Isso me levou a procurar grupos de estudos formados por profissionais da saúde e
da educação e por pais, nos Estados Unidos, Inglaterra e Espanha, onde os
estudos nessa área estavam mais adiantados. Nessa época, também fui buscar
informações no livro Autismo, uma visão espiritual, do Hermínio Miranda.
E como
ocorreu o processo de desenvolvimento de métodos para a educação da menina?
Esse
processo partiu do princípio de que a escola tradicional não sabia lidar com
ela. Por exemplo: ela só foi falar aos três anos e meses depois começou a ler
sozinha, de forma compulsiva e sem qualquer orientação dos adultos.
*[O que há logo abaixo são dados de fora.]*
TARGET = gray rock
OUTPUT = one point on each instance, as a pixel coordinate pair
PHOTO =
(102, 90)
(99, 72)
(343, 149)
Ela sempre
foi muito independente. Trazia um conhecimento da vida espiritual muito grande,
falava de reencarnação e sempre teve um sentimento de justiça aguçadíssimo.
Era
desapegada de coisas materiais. E o que complicava ainda mais seus
relacionamentos na escola era que ela procurava argumentar isso com a turma. Dá
para ter uma idéia do que isso representava na sala de aula? Tinha uma
necessidade muito grande de aprender, mas a escola não era o seu lugar, como ela
mesma sempre dizia. Por isso, busquei inspiração em Pestalozzi para educá-la em
casa, somando a sua metodologia com as informações atualizadas que obtinha via
internet, com esses grupos de estudos.
Por que
resolveu transformar sua experiência em livros e palestras?
O acúmulo
de informações que vinham das mais variadas fontes, todas com credibilidade
comprovada, me levaram a uma reflexão muito séria sobre a necessidade de
compartilhar aquilo tudo com tantas mães desesperadas por não saberem o que
fazer com seus filhos em situações semelhantes.